Levantei bem devagar, você sabe esperar. Esperou tantos anos ao meu lado por algo que nunca te dei. Tomei banho e ainda de toalha busquei um trecho do Milan Kundera que fala sobre fala sobre o olhar de quem não está por perto, que faz nos arrumarmos para quem queriamos que nos visse, mas não o faz. Passei o olho pelo trecho e pensei: que bobagem, ele está lá. Me vestindo para uma certeza, coloquei a roupa que você me deu e que não percebi ser tão bonita, até o dia em que me dei conta de que só meus vestidos ocupavam nosso armário, vazio de suas camisas. Bem, café pronto, cafeteira programada, mordida na torrada, farelo no decote. Pensei em interfonar e conferir se você estava mesmo por lá. Não preciso conferir, congelo sua imagem de joelhos. Me vejo por um segundo no seu lugar, peço perdão.
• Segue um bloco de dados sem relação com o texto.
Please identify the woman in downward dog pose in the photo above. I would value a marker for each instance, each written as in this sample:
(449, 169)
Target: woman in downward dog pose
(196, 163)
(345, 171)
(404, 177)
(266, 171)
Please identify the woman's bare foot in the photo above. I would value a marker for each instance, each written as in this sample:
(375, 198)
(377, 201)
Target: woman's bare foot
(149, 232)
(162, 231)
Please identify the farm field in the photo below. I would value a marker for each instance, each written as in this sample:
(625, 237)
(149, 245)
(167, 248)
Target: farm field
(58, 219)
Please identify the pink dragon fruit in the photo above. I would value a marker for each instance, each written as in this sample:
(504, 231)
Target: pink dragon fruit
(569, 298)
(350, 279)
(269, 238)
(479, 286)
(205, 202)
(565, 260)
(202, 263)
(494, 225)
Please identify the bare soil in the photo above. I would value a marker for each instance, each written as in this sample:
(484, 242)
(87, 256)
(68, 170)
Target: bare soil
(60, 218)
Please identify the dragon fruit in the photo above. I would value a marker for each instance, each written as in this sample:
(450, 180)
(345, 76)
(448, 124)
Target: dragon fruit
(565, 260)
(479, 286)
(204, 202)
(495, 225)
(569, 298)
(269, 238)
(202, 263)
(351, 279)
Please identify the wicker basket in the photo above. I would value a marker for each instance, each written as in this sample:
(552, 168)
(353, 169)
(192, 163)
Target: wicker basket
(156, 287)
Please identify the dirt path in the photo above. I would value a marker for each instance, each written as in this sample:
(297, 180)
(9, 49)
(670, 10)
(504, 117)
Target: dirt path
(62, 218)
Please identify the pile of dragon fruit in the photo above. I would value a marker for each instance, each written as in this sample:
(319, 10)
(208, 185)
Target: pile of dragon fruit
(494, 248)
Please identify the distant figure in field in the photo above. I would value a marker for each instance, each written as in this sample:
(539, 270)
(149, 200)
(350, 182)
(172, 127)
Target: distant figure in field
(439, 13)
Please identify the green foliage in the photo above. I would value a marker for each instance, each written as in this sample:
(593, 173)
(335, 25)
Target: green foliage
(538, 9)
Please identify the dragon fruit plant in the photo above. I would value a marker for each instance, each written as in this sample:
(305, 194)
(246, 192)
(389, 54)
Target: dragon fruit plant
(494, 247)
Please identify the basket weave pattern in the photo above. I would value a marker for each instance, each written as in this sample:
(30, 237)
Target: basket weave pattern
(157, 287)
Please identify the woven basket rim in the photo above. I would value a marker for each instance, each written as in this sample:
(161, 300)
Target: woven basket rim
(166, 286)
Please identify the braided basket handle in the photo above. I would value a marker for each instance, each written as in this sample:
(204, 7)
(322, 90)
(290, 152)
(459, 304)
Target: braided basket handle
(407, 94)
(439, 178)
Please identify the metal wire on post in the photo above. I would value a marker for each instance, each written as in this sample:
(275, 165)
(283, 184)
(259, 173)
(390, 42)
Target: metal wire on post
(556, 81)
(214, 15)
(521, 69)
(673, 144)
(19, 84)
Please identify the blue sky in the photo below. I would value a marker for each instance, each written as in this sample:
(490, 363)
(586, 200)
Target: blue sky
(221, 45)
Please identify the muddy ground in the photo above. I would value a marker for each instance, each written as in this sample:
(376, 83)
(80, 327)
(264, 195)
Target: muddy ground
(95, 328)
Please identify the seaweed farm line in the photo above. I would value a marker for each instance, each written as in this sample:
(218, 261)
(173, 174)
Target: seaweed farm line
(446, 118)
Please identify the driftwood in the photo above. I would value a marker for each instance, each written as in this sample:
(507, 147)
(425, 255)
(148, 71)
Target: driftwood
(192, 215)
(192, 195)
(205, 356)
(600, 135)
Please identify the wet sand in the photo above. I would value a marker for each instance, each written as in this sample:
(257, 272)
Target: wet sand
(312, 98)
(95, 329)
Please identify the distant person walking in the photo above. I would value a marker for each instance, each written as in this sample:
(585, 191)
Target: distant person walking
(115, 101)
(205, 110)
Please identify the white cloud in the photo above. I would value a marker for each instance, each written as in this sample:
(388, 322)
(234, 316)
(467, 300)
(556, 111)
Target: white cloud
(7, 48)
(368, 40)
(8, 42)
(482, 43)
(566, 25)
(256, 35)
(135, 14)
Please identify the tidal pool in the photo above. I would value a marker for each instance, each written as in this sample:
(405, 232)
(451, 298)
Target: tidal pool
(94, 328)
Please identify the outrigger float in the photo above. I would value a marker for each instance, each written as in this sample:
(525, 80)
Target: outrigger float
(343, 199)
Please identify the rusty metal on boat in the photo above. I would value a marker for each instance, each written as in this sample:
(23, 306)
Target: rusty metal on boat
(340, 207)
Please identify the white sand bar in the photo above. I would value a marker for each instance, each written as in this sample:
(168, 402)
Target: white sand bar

Pausa para lembrar da juventude. Depois da minha primeira decepção amorosa, esperava todos os dias o carro do ditocujo estar estacionado na minha portaria. Nunca estava. Uma sensação me remete a esse momento, sinto apenas a sensação mas não identifico o momento, não lembro do passado. É o medo sugerido por algo que já vivi, só o medo, o cara, o carro, o meu primeiro apartamento, nada disso aparece. Só o medo.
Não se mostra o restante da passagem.